Zur Person Zur Person: Dienstsitz im Rathaus, Zimmer 9

Freyburg - Man musste schon ganz genau hinhören, um zu verstehen, was gemeint war. Da wurden die Gäste zum „Knetschen“ aufgefordert, sie wurden „belawert“ und zur „Kärmse“ und zu „Appelst nach Balgscht, zu dem es immer ränt und der Scherm nicht heme bleim darf“, eingeladen. Zur Stärkung gab es „Wärschte“ und „Neckchen“. Den rund 160 Besuchern des ausverkauften Mundart-Abends im Freyburger Schützenhaus hat die Rezitations-Tour im örtlichen Dialekt bestens gefallen.
„So ein Tag, so wunderschön wie heute“ und „Nach Hause geh’n wir nicht“, sang der gesamte Saal nach dem bestens gelungenen Programm. Die Veranstaltung war vom Verein der Weinfreunde Saale-Unstrut organisiert worden. Der Abend, für dessen Vorbereitung und Ablauf vor allem Weinfreund Manfred Göx die Fäden fest in den Händen gehalten hatte, war dem Freyburger Heimatdichter Martin Pietzsch gewidmet. Unter den Gästen befanden sich auch die Tochter von Martin Pietzsch, Petra Siegmeier, sowie mit Thomas und Andreas Pietzsch zwei der drei Söhne. „Den Söhnen ist es zu verdanken, dass wir dieses Programm gestalten konnten. Sie haben uns die Chance gegeben und den dichterischen Nachlass zur Verfügung gestellt“, sagte Moderator Göx zur Eröffnung. Zahlreiche Gedichte und Geschichten hatte der Mundart-Autor Pietzsch in all den Jahren zu Papier gebracht. Diese wurden von den Söhnen aufbewahrt und von Andreas zu einem Buch zusammengefasst. Zwölf von 60 Arbeiten wählte Göx aus, die von ihm und Thomas Pietzsch, den Weinfreunden Harald Raschke, Günther Staupendahl sowie Wolfgang Wiegandt zum Besten gegeben wurden. Zwischen den Vorträgen sorgte das Duo „Strump und Latsch“ mit Evergreens und Stimmungsmusik für ein gut gelauntes Publikum.
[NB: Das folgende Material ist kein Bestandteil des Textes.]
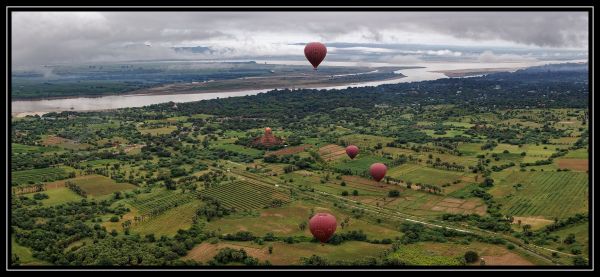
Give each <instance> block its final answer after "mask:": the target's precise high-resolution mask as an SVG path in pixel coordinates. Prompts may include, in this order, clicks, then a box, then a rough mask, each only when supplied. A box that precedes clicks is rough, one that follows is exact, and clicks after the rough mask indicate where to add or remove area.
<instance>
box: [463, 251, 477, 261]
mask: <svg viewBox="0 0 600 277" xmlns="http://www.w3.org/2000/svg"><path fill="white" fill-rule="evenodd" d="M478 259H479V255H478V254H477V252H475V251H467V252H465V261H466V262H467V263H474V262H476V261H477V260H478Z"/></svg>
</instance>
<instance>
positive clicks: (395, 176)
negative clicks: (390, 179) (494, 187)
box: [387, 164, 468, 185]
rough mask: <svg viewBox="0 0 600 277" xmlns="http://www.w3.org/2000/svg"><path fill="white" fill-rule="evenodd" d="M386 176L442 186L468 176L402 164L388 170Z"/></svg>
mask: <svg viewBox="0 0 600 277" xmlns="http://www.w3.org/2000/svg"><path fill="white" fill-rule="evenodd" d="M387 175H388V176H390V177H394V178H397V179H400V180H403V181H410V182H413V183H422V184H433V185H443V184H446V183H451V182H453V181H456V180H461V179H462V178H463V177H464V176H467V175H468V174H467V173H465V172H457V171H448V170H442V169H437V168H430V167H425V166H422V165H417V164H403V165H401V166H397V167H394V168H391V169H389V170H388V173H387Z"/></svg>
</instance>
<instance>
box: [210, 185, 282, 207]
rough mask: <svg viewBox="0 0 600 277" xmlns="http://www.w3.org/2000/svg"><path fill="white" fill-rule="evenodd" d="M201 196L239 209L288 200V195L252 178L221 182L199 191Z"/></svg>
mask: <svg viewBox="0 0 600 277" xmlns="http://www.w3.org/2000/svg"><path fill="white" fill-rule="evenodd" d="M201 195H202V196H203V197H211V198H214V199H217V200H219V201H221V202H222V203H223V205H224V206H225V207H227V208H232V209H235V210H239V211H244V210H256V209H262V208H264V207H266V206H268V205H270V204H271V203H272V202H273V201H274V200H279V201H283V202H284V203H285V202H288V201H289V197H288V195H287V194H286V193H285V192H284V191H281V190H278V189H276V188H275V187H273V186H269V185H266V184H258V183H257V182H256V181H253V180H239V181H235V182H232V183H226V184H221V185H218V186H216V187H211V188H208V189H206V190H204V191H202V192H201Z"/></svg>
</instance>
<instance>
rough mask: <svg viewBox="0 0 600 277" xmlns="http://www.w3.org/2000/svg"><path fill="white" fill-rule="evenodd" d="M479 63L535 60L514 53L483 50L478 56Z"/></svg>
mask: <svg viewBox="0 0 600 277" xmlns="http://www.w3.org/2000/svg"><path fill="white" fill-rule="evenodd" d="M478 61H479V62H480V63H503V62H529V61H537V60H536V59H535V58H533V57H525V56H521V55H515V54H499V55H497V54H494V52H492V51H489V50H487V51H484V52H483V53H481V54H480V55H479V57H478Z"/></svg>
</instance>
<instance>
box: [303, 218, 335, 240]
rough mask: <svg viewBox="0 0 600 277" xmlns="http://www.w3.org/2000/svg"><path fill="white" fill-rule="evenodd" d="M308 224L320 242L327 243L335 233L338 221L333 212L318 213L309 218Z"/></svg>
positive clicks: (312, 233) (315, 235)
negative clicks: (331, 213) (333, 213)
mask: <svg viewBox="0 0 600 277" xmlns="http://www.w3.org/2000/svg"><path fill="white" fill-rule="evenodd" d="M308 226H309V228H310V232H311V233H312V234H313V236H314V237H315V238H316V239H317V240H319V241H320V242H322V243H325V242H327V241H328V240H329V239H330V238H331V236H333V233H335V228H336V226H337V222H336V220H335V217H334V216H333V215H331V214H328V213H318V214H316V215H314V216H313V217H312V218H311V219H310V220H309V222H308Z"/></svg>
Drei Stunden lang amüsierten sich die Zuschauer bestens. Sie erfreuten sich am Dialekt und am Humor der Texte. Während sie von Göx mit den Versen „Seine Arbeit“ etwas von der Tätigkeit des Heimatdichters als Standesbeamter im Rathaus erfuhren, wo er im Zimmer Neun saß, „aber weiter hinten, war der Eduard zu finden“.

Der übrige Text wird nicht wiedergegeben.